Jack Maisano, president of the American Chamber of Commerce, fears "a new layer of bureaucracy and complexity" for businesses and tourists alike, though tourists could apply for a refund on some purchases.

"The fact that Hong Kong is the only developed economy without some kind of consumption tax is a unique competitive advantage," Mr. Maisano says. "Why give that up?"

Corporations operating in Hong Kong might enjoy a huge windfall under one of the proposal's scenarios. The government, intent on broadening its revenue base without exacting more taxes, plans to use the HK$20 billion or so it expects to reap each year from the sales tax to reduce the personal-salaries tax or the corporate-profits tax or to enhance public services. If the money goes toward cutting the already-low 17.5% maximum tax on incorporated businesses' profits, that rate could be sliced by as much as five percentage points.

Such a corporate bounty -- together with a sales tax the average Joe would feel most keenly -- isn't going down well with many in this city, where investment bankers in Maybach sedans glide by hunched old men and women peddling trinkets in the street. "You are robbing the poor to help the rich," legislator Lee Cheukyan of the Confederation of Trade Unions said at a Legislative Council session on the sales tax last week.

Even the popular and plainspoken Chris Patten, Hong Kong's last British governor, has gotten into the act, on a visit to the city last week to tout his new book, "Not Quite the Diplomat." In not-quite-diplomatic remarks to a local newspaper, he criticized Financial Secretary Henry Tang for the proposed sales tax, calling it "socially inequitable." Mr. Tang parried with a colorful Cantonese colloquialism.

The idea of the tax is "a surprise," says Jeff Lau, manager of Sun Electronics Co., a small shop in Hong Kong's jam-packed Wan Chai district. "We are not used to tax for more than half a century in Hong Kong."

Actually, it is more like a century and a half, since Hong Kong was ceded to Great Britain in 1842 at the end of the First Opium War.

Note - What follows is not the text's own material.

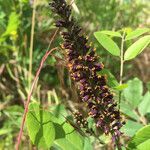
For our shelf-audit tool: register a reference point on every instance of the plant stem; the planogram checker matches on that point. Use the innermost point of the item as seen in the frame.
(121, 65)
(32, 42)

It then blossomed as a nexus of free trade between China and the West. Today, nine years after the British returned Hong Kong to Chinese control and nearly two decades since the idea of a general sales tax first was broached, it remains a hot topic in these parts.

Most everyone agrees the tax base should be broadened somehow. Hong Kong relies on a volatile revenue stream from taxes on income, property sales and business profits, all of which fell drastically during the Asian financial crisis of 1997-98 and plunged Hong Kong into a crippling deficit. While sales-tax revenue also would be somewhat cyclical, the broader base would add an element of stability.

Today, Hong Kong is flourishing economically, yet a July report from UBS Securities Asia Ltd. concludes that "Hong Kong's current fiscal position is far too dependent on pro-cyclical revenue sources such as land prices and investment income." Only the wealthiest 35% of Hong Kong people pay any income tax at all.

"Both local and foreign companies in Hong Kong would gain from the [corporate] profit-tax cuts," says Joe Lo, a senior economist for Citigroup. "Hong Kong will have a stronger attractiveness to foreign companies, and this would increase Hong Kong's competitiveness as a regional business sector."

The current, narrow tax base is "not sustainable," says David O'Rear, chief economist of the Hong Kong General Chamber of Commerce, who notes that besides Hong Kong, the only places in East Asia that don't have a sales tax are the Chinese special administrative region of Macau, the tiny sultanate of Brunei and North Korea.

"It's been done in almost every other developed economy of the world," Mr. O'Rear says. "This is not rocket science."